El Patio de Mujeres

La entrada a el Alcázar de los Reyes Cristianos la haremos por la avenida del Alcázar, por una puerta barroca, con dintel recto adovelado flanqueada por dos columnas dóricas con semi-frontones curvos partidos rematados con pináculos. Es una reforma de una puerta almohade, como certifican los sillares almohadillados. Tras pasar el muro, el otro lado de la puerta conserva su estructura de época almohade, donde se aprecian las jambas del arco interior con las que se enrasaban las hojas de cierre de la puerta cuando esta estaba abierta, así como un mayor número de sillares almohadillados almohades. Este lado estuvo oculto hasta la restauración de 2023. Esta puerta no era una puerta al exterior del conjunto arquitectónico, daba al huerto del alcázar, pues las murallas sur se encuentran junto al río, el espacio de la avenida fue tomado para hacer la calle.

Puerta barroca en el exterior

Al entrar nos encontramos un espacio abierto en el que sus paredes muestran el paso de las distintas épocas arquitectónicas del recinto. Este espacio fue utilizado como patio de mujeres durante el periodo de prisión, pues era mixta, mujeres en la zona este y los hombres en la oeste, su patio era el “morisco”.

A la izquierda, puerta almohe en el interior

En los años setenta del siglo XX se realizó una profunda actuación en el “Patio de Mujeres”, en ella se demolieron las edificaciones de la antigua prisión y se hicieron unos pozos de cimentación para levantar allí un palacio de congresos que no fue autorizado. Gracias a eso, y a las excavaciones realizadas en la década del 2000, se han conservado innumerables vestigios de todos los tiempos en este espacio de 752 metros cuadrados, que es una impresionante área arqueológica de enorme interés patrimonial e histórico.

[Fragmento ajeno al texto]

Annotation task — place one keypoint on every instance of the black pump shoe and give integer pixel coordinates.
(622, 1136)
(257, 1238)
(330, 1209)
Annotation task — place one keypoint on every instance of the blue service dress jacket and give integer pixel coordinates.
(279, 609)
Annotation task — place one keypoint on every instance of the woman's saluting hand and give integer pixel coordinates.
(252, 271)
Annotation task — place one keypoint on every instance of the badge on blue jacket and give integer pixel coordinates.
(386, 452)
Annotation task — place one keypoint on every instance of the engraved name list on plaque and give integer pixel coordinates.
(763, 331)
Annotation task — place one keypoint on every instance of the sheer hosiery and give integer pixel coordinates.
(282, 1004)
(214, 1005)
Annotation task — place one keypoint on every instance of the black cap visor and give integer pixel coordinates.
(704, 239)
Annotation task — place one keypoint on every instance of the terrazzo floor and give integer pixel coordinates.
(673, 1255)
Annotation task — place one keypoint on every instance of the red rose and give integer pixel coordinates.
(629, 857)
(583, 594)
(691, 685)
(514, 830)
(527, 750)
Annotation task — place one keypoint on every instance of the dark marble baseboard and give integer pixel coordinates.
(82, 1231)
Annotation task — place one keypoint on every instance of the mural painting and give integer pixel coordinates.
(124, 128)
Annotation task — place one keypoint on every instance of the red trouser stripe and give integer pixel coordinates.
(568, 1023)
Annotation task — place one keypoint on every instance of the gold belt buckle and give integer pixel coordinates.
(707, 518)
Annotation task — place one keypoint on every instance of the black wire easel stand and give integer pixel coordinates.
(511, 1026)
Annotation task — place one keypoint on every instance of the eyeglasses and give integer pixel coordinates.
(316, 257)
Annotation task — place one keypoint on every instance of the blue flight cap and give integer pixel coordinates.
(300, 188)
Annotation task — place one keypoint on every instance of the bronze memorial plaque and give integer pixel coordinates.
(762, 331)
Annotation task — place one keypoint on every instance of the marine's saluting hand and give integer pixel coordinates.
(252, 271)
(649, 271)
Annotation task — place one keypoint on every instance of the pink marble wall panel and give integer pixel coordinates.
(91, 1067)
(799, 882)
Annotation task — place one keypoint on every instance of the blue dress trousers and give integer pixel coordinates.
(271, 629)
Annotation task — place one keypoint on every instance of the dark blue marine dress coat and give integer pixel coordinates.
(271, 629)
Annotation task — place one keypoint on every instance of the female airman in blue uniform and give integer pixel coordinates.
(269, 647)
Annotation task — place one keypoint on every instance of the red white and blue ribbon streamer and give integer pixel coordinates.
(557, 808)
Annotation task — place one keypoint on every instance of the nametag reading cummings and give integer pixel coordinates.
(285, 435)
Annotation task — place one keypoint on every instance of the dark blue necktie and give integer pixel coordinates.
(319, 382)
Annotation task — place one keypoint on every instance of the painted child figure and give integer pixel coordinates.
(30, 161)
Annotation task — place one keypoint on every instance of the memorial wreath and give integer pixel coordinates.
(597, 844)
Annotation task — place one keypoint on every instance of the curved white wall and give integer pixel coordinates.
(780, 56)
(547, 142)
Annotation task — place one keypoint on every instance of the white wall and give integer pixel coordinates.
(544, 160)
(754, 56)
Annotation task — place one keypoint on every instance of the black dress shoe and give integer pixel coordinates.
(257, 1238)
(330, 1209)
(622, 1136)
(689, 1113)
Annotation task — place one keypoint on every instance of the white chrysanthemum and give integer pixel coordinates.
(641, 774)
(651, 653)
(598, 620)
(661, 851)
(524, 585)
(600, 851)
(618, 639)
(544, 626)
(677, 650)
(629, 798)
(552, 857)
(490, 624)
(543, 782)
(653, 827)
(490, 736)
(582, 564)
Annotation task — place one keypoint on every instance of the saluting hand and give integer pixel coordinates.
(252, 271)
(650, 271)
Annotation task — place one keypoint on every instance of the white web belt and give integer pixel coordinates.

Material arqueológico en el Patio de Mujeres

Aquí fueron demolidas casi todas las construcciones de la prisión salvo en la zona más septentrional en que se conserva parte de lo añadido en los siglos XVI-XVII. En este extremo norte hay un baño que formaba parte de complejo residencial palatino.  

En la planta interior, adosados al muro norte del edificio y bajo el Salón de los Mosaicos, se encuentran las termas o salas dedicadas a los baños del rey, posiblemente de la época de Alfonso XI. Se accede por un pequeño patio hacia la zona de vestuario y en las tres salas siguientes se suceden consecutivamente los procesos termales tradicionales de origen romano recogidos por los musulmanes: la sala fría, la templada y la de vapor y aguas calientes, junto a una zona contigua en la que estaban el horno y la caldera para el agua caliente, que transcurría por conductos de arcilla cocida a través del suelo y las paredes. Los muros son de duro tapial y se conserva parte del pavimento original con grandes losas de mármoles.